D. Action, Instruction and Actuation: This category relates to appropriate actions, invocations and actuations performed by a ubicomp application in the environment and is closely linked to the system’s decision logic. Cook and Das [31] define the decision layer of a smart building application, as the layer responsible for controlling action in the physical layer. The physical layer refers to the actuators and device controllers which can trigger and change the state of the world. This is central to the scope of this thesis because it directly impacts on the spatio-temporal relationship that exists between users and the physical environment. For brevity in this thesis, this category will be referred to as action-based ubicomp systems.
2.3.2
Summary
This section provided a discussion on ubiquitous computing, but placed emphasis on the issues directly related to the interface between physical and digital environments. This section also looked at dependencies this introduces between users, physical space, system behaviour and the temporal domain. Finally, the term design considerations was defined to refer to entities or aspects of the environment that impact the state of the environment, but which cannot or should not be forced to change in order to resolve problematic behaviour.

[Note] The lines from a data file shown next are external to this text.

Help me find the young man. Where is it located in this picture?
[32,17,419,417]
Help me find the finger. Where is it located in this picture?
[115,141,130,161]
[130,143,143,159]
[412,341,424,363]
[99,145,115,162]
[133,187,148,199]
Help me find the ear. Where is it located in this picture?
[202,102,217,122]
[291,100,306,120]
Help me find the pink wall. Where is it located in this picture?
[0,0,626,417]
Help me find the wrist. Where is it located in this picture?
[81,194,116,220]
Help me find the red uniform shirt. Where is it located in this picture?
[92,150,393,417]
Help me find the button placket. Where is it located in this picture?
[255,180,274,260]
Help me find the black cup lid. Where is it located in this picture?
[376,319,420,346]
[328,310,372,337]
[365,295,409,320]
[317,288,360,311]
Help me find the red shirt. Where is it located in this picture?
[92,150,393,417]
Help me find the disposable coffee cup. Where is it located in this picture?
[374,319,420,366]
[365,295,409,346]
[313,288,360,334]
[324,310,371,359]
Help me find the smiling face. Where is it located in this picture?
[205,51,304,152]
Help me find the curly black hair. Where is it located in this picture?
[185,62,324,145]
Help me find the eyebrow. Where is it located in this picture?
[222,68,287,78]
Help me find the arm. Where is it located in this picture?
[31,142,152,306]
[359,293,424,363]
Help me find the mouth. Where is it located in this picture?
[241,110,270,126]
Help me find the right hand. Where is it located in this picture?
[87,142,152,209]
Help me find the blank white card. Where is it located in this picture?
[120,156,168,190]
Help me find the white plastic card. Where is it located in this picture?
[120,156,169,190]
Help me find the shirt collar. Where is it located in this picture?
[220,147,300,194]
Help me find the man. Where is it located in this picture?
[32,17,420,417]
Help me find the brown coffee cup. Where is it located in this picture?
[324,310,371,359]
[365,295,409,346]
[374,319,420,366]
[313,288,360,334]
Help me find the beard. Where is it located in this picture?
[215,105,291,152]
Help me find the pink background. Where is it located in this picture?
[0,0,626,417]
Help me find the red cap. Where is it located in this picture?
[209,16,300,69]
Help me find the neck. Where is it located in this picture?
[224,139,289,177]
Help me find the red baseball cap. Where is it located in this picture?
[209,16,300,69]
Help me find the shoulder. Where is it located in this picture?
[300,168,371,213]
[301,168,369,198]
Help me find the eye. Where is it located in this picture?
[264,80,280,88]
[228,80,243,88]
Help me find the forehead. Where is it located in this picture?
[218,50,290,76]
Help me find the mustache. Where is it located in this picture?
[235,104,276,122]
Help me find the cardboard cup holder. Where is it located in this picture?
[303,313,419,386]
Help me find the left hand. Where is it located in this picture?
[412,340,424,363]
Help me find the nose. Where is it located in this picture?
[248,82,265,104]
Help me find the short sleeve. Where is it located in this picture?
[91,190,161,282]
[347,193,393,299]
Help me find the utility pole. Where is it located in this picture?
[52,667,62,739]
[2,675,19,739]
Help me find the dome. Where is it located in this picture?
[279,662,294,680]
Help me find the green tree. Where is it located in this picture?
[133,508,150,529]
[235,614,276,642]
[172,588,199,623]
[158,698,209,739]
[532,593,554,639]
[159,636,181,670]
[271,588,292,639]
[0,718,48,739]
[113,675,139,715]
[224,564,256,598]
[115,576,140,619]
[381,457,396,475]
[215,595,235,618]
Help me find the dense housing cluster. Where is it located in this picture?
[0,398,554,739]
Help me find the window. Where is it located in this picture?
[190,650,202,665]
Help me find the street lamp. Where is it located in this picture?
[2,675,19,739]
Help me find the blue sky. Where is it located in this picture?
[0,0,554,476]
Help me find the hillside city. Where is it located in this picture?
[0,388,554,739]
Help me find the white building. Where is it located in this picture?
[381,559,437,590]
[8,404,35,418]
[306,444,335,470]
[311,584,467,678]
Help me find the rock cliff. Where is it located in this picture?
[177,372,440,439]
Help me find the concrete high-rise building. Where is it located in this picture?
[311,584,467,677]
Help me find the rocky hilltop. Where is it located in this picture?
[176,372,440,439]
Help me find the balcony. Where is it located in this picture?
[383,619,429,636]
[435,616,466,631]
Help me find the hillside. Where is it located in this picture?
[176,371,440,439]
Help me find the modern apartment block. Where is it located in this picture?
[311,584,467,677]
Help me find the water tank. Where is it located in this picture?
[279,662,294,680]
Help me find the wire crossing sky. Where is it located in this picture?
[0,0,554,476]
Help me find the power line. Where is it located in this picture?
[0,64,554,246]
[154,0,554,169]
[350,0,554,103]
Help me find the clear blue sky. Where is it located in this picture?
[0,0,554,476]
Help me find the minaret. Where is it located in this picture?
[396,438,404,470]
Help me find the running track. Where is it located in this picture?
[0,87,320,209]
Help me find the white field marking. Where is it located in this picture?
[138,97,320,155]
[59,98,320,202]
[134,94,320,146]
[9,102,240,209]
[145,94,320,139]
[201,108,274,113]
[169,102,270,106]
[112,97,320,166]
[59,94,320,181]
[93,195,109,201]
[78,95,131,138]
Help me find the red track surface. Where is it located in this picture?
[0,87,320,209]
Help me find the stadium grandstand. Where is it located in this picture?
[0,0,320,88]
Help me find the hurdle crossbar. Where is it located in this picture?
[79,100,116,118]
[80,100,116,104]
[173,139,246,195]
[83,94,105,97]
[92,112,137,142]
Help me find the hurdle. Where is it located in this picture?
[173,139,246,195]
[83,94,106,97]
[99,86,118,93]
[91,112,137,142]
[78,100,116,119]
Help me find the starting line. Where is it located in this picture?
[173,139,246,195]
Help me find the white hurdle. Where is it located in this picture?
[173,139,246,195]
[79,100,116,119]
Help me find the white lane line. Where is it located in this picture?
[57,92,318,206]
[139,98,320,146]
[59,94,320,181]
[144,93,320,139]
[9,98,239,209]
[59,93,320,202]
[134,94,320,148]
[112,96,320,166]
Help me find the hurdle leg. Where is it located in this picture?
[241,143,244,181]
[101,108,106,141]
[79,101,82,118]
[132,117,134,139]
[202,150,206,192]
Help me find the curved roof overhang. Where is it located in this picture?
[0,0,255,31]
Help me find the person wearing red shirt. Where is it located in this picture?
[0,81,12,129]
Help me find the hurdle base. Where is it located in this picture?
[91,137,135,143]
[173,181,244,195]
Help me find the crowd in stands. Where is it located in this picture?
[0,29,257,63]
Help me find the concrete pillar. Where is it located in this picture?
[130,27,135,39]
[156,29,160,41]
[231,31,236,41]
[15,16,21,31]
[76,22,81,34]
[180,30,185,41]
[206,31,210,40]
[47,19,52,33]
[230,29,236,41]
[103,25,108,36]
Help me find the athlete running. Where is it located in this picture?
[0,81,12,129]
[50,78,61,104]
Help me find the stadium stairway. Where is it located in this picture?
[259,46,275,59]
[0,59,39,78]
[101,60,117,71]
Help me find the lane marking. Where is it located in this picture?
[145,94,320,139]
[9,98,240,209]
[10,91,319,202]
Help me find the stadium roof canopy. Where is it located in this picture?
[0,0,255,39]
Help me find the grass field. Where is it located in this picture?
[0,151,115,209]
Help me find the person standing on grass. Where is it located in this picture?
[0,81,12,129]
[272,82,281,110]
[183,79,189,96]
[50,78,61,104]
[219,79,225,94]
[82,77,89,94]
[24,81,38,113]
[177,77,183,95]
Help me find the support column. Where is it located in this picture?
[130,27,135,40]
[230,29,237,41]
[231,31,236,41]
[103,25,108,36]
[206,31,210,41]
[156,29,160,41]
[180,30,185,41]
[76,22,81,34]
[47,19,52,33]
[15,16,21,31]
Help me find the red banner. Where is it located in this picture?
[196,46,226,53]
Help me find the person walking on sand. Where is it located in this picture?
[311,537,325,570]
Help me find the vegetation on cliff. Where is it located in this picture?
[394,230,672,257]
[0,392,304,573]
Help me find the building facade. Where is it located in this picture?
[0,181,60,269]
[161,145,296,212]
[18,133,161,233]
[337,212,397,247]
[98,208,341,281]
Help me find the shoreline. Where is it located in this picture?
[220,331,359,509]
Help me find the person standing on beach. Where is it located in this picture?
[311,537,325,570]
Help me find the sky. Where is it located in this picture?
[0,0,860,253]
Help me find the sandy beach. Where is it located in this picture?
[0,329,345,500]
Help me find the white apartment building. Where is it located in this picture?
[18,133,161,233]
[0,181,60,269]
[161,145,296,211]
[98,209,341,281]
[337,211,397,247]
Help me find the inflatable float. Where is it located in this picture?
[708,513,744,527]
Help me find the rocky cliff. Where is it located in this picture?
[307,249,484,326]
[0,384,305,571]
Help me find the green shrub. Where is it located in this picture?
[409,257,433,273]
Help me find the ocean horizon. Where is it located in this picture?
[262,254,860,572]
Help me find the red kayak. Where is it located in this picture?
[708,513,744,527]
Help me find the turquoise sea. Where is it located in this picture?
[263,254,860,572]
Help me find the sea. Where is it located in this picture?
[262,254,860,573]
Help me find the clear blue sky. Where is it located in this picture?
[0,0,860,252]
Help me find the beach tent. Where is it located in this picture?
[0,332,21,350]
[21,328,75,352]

The second part of this section presented four categories of context-aware systems: Presentation of Information and Services; Information Annotation and Selection; Discovery, Configuration and Selection of Resources and Services; and Action, Instruction and Actuation. These four categories were informed by previously published taxonomies. The relationships of each of the categories to other taxonomies was presented in Figure 2.1. The latter of these categories, referred to as action-based ubicomp systems, was identified as the focus of this thesis. The next section of this chapter looks at the challenges relating to testing and evaluation of action-based ubicomp systems.